Si al menos no hubiera sabido nada de la carta… Pero ¿cómo no había reparado en su nombre? ¿Cómo no se había acordado de su centro benéfico? Estuvo a punto de preguntárselo, pero su orgullo le impidió revelarle el agudo dolor que sentía en el pecho. Además, ¿para qué? Ya había pasado mucho tiempo para que le importara.

Lo oyó suspirar.

–Sé lo que te ha parecido, pero, en realidad, es muy sencillo. Ofrecemos ayuda económica a organizaciones benéficas emergentes durante un periodo de tiempo fijo; cinco años, en tu caso. Cuando el plazo se agota, la ayuda se anula. Firmar la carta fue una mera formalidad.

¡Una formalidad! ¡Qué perfecta nota a pie de página para un matrimonio que solo había sido una estrategia económica, al menos para Malachi!

–Así que –dijo él con voz suave– ¿estamos de acuerdo o quieres hablar de alguna otra cosa?

¿A qué se refería con eso? ¿Intentaba ser educado? Ella sabía que no, ya que había percibido el reto en su voz, el desafío que se agitaba entre ambos como una cinta al viento.

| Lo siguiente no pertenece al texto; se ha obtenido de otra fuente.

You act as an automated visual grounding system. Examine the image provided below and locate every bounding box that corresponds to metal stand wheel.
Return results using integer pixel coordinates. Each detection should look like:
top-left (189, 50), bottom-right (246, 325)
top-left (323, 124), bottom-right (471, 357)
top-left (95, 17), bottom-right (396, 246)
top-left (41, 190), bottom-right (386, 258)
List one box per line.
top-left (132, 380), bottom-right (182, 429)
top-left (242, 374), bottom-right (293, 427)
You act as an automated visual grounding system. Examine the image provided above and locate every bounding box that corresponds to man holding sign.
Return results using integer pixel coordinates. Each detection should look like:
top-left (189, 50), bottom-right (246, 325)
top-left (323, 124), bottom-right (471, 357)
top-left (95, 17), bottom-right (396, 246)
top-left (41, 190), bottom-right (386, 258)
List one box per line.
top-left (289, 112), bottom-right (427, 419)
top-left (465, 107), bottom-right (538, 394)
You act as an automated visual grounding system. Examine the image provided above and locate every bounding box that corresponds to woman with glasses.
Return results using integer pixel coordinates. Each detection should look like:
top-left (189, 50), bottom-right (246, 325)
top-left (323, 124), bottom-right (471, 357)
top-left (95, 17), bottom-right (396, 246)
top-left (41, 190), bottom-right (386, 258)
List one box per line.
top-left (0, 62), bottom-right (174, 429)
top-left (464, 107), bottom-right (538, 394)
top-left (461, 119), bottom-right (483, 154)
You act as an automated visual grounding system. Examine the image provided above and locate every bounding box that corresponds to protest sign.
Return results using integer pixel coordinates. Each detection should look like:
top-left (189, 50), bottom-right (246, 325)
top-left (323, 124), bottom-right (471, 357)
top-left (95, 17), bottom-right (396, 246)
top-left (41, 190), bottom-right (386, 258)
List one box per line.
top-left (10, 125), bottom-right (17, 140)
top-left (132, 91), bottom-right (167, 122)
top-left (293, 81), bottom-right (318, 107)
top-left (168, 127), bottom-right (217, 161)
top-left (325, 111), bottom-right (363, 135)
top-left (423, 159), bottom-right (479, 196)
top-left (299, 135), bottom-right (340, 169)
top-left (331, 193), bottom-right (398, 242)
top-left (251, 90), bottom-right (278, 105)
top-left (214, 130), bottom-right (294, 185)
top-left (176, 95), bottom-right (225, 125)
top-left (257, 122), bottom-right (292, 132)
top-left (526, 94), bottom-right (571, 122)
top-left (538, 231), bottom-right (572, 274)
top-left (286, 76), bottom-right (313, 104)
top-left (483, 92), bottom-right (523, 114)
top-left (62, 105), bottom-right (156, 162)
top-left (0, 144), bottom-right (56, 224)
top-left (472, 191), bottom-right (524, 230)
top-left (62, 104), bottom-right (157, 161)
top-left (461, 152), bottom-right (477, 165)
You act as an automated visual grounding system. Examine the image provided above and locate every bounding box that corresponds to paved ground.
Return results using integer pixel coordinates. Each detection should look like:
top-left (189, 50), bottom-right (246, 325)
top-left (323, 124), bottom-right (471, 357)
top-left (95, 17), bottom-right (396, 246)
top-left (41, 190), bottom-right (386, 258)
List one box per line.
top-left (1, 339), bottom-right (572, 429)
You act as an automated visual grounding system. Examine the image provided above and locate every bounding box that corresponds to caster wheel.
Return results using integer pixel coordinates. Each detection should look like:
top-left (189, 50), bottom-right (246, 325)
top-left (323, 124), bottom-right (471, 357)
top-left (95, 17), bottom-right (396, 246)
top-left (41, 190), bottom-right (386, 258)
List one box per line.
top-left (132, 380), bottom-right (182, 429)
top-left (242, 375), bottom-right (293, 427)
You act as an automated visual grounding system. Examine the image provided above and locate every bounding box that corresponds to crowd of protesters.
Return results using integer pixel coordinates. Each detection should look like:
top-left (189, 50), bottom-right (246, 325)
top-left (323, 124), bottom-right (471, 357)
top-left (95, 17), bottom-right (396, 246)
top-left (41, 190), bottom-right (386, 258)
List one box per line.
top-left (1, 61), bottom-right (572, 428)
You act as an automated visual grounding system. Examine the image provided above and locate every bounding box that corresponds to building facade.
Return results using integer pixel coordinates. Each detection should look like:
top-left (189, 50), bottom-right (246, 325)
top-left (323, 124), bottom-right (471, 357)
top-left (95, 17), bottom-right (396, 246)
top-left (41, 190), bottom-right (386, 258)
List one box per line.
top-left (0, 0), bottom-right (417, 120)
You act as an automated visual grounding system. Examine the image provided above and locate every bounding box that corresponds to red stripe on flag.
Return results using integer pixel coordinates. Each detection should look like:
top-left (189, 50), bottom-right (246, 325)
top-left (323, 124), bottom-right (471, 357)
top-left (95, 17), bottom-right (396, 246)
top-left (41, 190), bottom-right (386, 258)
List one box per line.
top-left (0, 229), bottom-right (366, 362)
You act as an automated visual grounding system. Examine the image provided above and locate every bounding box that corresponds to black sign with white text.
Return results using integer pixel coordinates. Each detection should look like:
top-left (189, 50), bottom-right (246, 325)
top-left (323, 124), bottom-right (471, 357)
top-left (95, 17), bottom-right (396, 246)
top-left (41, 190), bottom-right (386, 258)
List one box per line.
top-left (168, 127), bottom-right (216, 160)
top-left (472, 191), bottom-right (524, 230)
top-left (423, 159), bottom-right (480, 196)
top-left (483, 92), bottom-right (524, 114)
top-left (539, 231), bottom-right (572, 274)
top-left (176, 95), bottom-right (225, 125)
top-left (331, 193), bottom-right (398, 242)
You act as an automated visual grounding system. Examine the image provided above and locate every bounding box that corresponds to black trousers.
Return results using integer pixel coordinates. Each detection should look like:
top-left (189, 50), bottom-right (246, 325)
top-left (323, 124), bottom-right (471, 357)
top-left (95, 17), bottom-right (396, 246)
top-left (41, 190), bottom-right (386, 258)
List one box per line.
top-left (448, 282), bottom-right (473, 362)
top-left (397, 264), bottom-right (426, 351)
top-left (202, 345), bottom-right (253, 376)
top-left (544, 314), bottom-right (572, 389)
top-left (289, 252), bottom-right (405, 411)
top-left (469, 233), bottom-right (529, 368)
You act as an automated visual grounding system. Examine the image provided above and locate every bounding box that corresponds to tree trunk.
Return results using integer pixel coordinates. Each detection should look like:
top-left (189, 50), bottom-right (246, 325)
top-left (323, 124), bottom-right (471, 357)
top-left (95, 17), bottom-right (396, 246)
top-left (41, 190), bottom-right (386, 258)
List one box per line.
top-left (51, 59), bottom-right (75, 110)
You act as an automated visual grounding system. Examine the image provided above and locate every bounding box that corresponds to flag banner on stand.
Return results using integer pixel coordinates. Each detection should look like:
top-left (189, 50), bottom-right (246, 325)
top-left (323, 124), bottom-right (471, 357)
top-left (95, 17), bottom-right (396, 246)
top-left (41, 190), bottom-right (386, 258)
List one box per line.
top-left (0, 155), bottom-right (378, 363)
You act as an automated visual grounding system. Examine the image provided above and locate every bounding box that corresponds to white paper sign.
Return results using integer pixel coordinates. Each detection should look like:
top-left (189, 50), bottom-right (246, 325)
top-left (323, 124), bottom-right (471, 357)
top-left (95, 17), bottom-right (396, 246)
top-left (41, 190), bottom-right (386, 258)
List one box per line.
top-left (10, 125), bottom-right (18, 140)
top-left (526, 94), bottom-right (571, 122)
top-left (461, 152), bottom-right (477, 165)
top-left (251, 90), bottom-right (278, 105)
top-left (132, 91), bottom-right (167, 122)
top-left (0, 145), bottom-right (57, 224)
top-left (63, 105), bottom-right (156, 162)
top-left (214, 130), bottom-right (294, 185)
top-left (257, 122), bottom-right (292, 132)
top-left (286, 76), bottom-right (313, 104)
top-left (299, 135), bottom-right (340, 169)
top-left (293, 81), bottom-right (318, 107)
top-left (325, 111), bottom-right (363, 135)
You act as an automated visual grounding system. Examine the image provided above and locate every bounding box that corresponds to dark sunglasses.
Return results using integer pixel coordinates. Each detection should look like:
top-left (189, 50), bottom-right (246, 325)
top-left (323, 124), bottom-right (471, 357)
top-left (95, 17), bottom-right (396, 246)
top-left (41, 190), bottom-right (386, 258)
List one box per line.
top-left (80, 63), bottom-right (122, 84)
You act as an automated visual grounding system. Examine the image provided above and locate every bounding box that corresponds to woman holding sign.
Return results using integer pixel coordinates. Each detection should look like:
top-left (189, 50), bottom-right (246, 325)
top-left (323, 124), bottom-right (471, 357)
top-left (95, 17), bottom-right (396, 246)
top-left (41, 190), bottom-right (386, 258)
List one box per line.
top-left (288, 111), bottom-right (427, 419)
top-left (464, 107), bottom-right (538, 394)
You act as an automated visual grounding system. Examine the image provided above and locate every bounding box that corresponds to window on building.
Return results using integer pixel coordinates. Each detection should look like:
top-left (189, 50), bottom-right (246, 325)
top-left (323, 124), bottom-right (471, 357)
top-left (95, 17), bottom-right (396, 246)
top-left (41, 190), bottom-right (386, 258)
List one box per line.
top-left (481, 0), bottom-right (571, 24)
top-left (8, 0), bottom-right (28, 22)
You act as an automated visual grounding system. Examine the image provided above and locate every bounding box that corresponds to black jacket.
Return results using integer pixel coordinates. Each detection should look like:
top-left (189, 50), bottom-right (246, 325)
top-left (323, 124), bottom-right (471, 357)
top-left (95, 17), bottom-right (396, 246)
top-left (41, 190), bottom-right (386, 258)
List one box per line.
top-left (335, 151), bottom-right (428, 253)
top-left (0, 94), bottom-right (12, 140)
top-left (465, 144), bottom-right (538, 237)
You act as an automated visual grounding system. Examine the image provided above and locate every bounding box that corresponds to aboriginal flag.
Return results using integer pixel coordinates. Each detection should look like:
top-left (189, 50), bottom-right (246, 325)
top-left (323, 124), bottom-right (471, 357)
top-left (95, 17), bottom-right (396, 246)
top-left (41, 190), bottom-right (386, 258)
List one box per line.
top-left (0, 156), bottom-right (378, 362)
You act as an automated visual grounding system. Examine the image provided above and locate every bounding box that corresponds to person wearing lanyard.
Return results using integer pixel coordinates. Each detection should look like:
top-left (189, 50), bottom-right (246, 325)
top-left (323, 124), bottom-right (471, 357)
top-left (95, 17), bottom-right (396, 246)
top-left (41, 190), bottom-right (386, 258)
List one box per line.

Si Malachi quería hablar de su relación, que lo planteara él. Hablar con él había sido un mal necesario, por lo que no iba a darle conversación en aras de la cortesía. Y, desde luego, no quería hablar de su matrimonio.

¿O sí?

Comenzó a sentir calor en las mejillas. Haber llamado a Malachi había sido producto de un impulso. Pero, mientras la ira iba disipándose, reconoció de mala gana la verdad: podía no haber hecho caso de la carta o pedir a su abogado que se pusiera en contacto con King Industries. O haber hablado con alguien que no fuera él.

Pero no lo había hecho porque, en el fondo, a pesar del resentimiento, el dolor y la pena, deseaba hablar con él. Había sido una estupidez, un momento de debilidad que podía perdonarse. Al fin y al cabo, ¿no se aferraba todo amante despechado a la fantasía del amor con una leve esperanza?

Sin embargo, eso no implicaba que estuviera dispuesta a hablar de su matrimonio, del mismo modo que, cinco años antes, no lo había estado a contarle el accidente que le había cambiado la vida. Para eso hubiera sido necesaria una confianza que no existía.

–No, no estamos de acuerdo. Acepto que no hayas decidido personalmente retirar la ayuda al centro, pero la ayuda ha cesado.

La ira no iba a convencer a Malachi para que reconsiderara la decisión. Necesitaba un tono más conciliador. Addie se pasó la lengua por los labios. «Adopta un tono neutro y atente a los hechos», se dijo. La ayuda era vital para el centro y su generosidad sería muy apreciada. Pero, en primer lugar, debía sondearlo.

–Por eso, quiero que cambies de idea –añadió con firmeza.

Malachi se recostó en el asiento sonriendo como un depredador. Era una petición razonable que él tenía el poder de aprobar.

O no.

–Como te he dicho, recibo numerosas peticiones de ayuda financiera. Tú ya conoces muchos centros benéficos en Miami que la merecen.

–En efecto. Pero el trabajo que hacemos con los niños es muy valioso y único en esta ciudad.